Principal cabo eleitoral de Lula, Jair Bolsonaro está criando a frente ampla dos sonhos de seu maior adversário político. As adesões aos manifestos em defesa da democracia vêm de setores relevantes da economia, academia, entidades da sociedade civil, mundo cultural e várias correntes políticas. Mas seu significado é ainda mais abrangente do que a diversidade de seus signatários.
A conduta política de Bolsonaro ampliou a noção, sobretudo em setores de elites dirigentes, de que a questão não é de forma, mas de conteúdo. Talvez pela primeira vez desde que assumiu, o presidente é entendido em círculos mais amplos como grave ameaça às regras do jogo democrático, e não como um “espontâneo” que vocifera truculências.
A frase “Ele fala m…, mas não faz m…” parou de ser dita por muitos de seus apoiadores, dentro e fora de setores empresariais. Muito grave para quem tenta ressuscitar em setores de elite as esperanças de mudança tão evidentes na onda disruptiva de 2018, alastra-se nesse segmento a percepção de que não há horizontes em mais quatro anos “disso”.
Do ponto de vista da campanha de Lula, Bolsonaro é o principal fator de neutralização do antipetismo. Seus insistentes ataques às regras do jogo eleitoral livraram milhares que apoiaram os manifestos em defesa da democracia da preocupação de parecer inocentes úteis alimentando a candidatura de seu principal adversário.

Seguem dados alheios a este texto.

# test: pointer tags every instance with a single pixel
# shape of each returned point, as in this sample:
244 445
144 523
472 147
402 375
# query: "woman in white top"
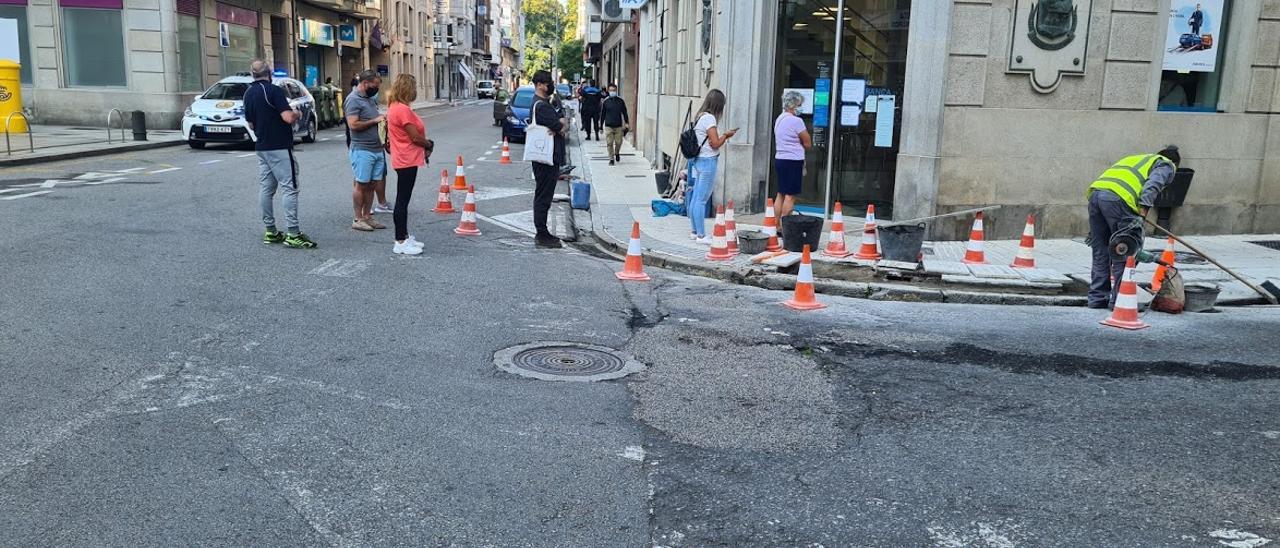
702 169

Pior ainda: na cabeça de quem toma decisões a belicosidade de Bolsonaro está deixando de ser vista como “ímpeto” necessário para mudar as coisas, por mais raiva que se tenha do STF. Por contraste, surge como palatável a “capacidade de acomodação” de Lula – que foi, em primeiro lugar, a capacidade de acomodação dos interesses privados de todo tipo, à custa dos cofres públicos, em prol de um projeto político que desaguou em recessão, sobretudo moral.
Do ponto de vista da estratégia da reeleição, parecia suficiente a Bolsonaro explorar o “medo” da volta do PT. Ocorre que esse eixo do discurso eleitoral está se invertendo. Em outras palavras, o maior “medo” que se espalha hoje é o de que Bolsonaro continue, e não tanto o de que Lula volte.
Talvez a mobilização em torno dos manifestos sinalize uma forma de pensar e agir, sobretudo nas elites dirigentes, de apego a princípios e instituições como única maneira de iluminar os horizontes do País. E que “salvar a democracia”, por mais imediata que seja essa tarefa, não depende de apoiar determinado candidato. Depende de um projeto de nação – mas o colunista confessa que isto é apenas uma esperança.